Even for these kinds of companies, though, there are options to consider. Sometimes, just driving a few extra miles to get into another state will mean a significant difference in the fuel price. Because of that, careful planning can mean big savings for a trucking company. That’s especially true if the company has specific routes their drivers generally use. The mileage can be studied and considered, in order to determine whether drivers should be able to get into an adjoining state to fuel their trucks and save money for the company. That may not work all the time, but even some of the time can make a difference.

Why Fuel Prices Vary Around the Country

The idea that fuel prices — both gasoline and diesel — vary from state to state is not a new concept, but it is one that people often wonder about. Driving a few miles into a neighboring state could save several cents per gallon. For large trucks with large fuel tanks, even 10 or 20 cents per gallon can really add up over a number of trips in a month or a year. There are a lot of things that affect fuel prices, with one of the biggest factors being taxes. There are federal taxes on fuel, but then there are also state taxes. When a state has higher fuel taxes, stations in that state need to charge more for the fuel they sell to consumers.

Oil prices, emissions standards, and other issues also come into play in every state. Even the distance the fuel has to go in order to be delivered to the station can affect the price. For stations right off the interstate, and for stations close to refineries, the gas prices are generally lower. But even with that being the case, there can be a significant difference from one state to another. For example, California has a diesel fuel tax of more than 106 cents per gallon. Alaska only charges a state tax of 36.7 cents per gallon of diesel fuel. There are other factors, but taxes are generally the largest reason for different fuel prices by state.
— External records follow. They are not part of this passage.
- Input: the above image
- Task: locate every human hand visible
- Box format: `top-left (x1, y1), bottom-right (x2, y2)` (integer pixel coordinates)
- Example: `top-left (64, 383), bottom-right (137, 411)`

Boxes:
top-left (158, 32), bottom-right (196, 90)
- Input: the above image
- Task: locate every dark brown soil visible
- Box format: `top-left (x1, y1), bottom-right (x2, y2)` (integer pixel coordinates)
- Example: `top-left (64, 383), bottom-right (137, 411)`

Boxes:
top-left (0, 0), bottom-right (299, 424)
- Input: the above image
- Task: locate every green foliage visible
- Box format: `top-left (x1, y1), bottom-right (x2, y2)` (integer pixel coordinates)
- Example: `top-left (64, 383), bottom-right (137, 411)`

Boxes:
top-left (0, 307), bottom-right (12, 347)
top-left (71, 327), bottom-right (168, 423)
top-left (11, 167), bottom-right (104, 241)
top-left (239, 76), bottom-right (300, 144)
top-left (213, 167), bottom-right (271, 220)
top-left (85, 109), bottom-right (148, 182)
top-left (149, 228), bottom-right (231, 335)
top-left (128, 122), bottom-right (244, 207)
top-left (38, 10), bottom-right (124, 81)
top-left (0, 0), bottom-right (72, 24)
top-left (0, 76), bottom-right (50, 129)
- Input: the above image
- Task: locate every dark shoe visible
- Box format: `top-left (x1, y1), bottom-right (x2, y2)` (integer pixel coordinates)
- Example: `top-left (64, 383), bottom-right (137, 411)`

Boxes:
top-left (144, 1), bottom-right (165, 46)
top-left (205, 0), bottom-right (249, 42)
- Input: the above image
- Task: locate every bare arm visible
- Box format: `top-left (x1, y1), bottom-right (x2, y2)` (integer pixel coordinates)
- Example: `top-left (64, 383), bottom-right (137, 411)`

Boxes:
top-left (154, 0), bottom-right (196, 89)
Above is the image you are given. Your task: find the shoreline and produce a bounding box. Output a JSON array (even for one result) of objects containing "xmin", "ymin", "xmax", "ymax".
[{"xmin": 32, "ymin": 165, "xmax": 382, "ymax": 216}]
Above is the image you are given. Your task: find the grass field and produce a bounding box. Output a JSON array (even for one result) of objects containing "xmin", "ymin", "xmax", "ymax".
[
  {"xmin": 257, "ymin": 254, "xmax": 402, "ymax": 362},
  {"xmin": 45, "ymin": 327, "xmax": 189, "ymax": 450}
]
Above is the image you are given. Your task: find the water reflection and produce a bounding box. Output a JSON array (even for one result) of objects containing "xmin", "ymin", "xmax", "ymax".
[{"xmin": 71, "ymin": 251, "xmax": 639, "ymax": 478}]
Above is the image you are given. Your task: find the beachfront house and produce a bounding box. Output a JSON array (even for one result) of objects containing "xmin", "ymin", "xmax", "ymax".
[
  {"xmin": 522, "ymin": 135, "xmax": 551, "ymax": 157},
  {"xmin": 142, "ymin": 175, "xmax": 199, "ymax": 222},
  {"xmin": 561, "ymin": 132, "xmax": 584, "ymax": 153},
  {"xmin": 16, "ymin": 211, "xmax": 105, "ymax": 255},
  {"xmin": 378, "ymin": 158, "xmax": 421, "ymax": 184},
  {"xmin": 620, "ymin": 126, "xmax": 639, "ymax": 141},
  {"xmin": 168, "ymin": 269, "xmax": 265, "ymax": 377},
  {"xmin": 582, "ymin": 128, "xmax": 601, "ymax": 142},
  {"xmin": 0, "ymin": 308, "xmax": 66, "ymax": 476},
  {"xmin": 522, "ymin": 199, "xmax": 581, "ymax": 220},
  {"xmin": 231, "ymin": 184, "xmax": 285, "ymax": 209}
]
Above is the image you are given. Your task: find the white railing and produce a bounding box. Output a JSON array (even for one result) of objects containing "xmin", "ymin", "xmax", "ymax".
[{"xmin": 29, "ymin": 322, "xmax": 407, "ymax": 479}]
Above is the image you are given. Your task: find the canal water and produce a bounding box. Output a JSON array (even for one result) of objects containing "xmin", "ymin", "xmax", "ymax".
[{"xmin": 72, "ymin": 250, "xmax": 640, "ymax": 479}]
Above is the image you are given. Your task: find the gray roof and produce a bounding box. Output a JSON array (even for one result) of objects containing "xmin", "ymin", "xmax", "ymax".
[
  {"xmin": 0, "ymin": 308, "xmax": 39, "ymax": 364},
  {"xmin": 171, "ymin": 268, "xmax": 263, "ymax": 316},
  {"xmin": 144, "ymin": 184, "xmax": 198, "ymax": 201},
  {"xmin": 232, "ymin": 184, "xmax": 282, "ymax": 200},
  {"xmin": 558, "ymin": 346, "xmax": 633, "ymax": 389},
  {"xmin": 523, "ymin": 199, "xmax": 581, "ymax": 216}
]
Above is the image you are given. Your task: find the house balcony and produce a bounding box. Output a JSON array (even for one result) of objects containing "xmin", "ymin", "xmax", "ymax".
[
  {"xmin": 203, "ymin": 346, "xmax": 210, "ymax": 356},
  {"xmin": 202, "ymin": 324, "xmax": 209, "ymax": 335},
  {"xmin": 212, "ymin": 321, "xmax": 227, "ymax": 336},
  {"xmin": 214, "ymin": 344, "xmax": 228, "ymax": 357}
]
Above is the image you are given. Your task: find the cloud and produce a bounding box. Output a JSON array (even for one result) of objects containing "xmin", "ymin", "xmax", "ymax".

Another reason that fuel prices are different based on the state is emissions standards. There are over 50 fuel grades created at refineries, to ensure that state and city standards are met where the fuel is sold. With so many options out there, refineries have to work harder to make sure they have availability and meet requirements. The need to produce a higher number of fuel grades raises prices because it’s more expensive for refineries to do this. One city with very strict fuel standards is Chicago, and it frequently ranks as one of the most expensive cities for gasoline and diesel fuel purchases, as well.

The price of crude oil is yet another factor because transporting that oil to a refinery and the fuel from the refinery to the station where it will be sold can be difficult, from a logistical point of view. The Northeast and the West Coast typically see higher fuel prices, because more of their oil is imported. In states like Texas and North Dakota, where there’s easy access to oil and refineries, the cost of fuel is generally lower. The number of working pipelines and where they’re located throughout the country are parts of that issue, too, because states that can get easier access to crude oil are states with lower fuel prices.

The Most Expensive and Least Expensive States for Fuel

For any trucking company considering where to base its operations, or for those that want to plan routes that could save them some money, it’s important to know which states are least expensive and most expensive for fuel prices. Typically, the West Coast is going to be the area of the country where gas and diesel fuel cost the most. Additionally, the Northeast sees high prices. But state by state, the most expensive and least expensive gas prices can vary. As of December of 2019, the state with the highest fuel price is Hawaii, at $3.66 per gallon for unleaded gasoline, and the lowest priced state is Delaware at $2.34 per gallon.

Significant Factors Affecting Gas Prices

The biggest factor that affects gas prices — including the price of diesel fuel — is simple: supply and demand. When many more people are traveling, such as in the summer months and around holiday times, the demand for fuel is higher. During those times, gas prices will be higher all over the country. If a state’s prices are generally higher, that state will continue to have higher prices. Lower-priced states will see an increase, but their prices will still be lower than the prices in other states. In other words, supply and demand affect prices all over the country, not just in one state.

Looking at how fuel prices are affected on a state-by-state basis and as a more general issue around the country both matters. Trucking companies need a good understanding of fuel prices since fuel is such a large part of their expenses. By having a good understanding of the reasons that prices fluctuate, trucking companies can focus on how to lower that part of their expenses and save themselves some money. Doing so can make a big difference in a company’s bottom line, and that savings can be passed on to customers or used to expand the company and do even more in the future. Fuel prices matter, in a big way.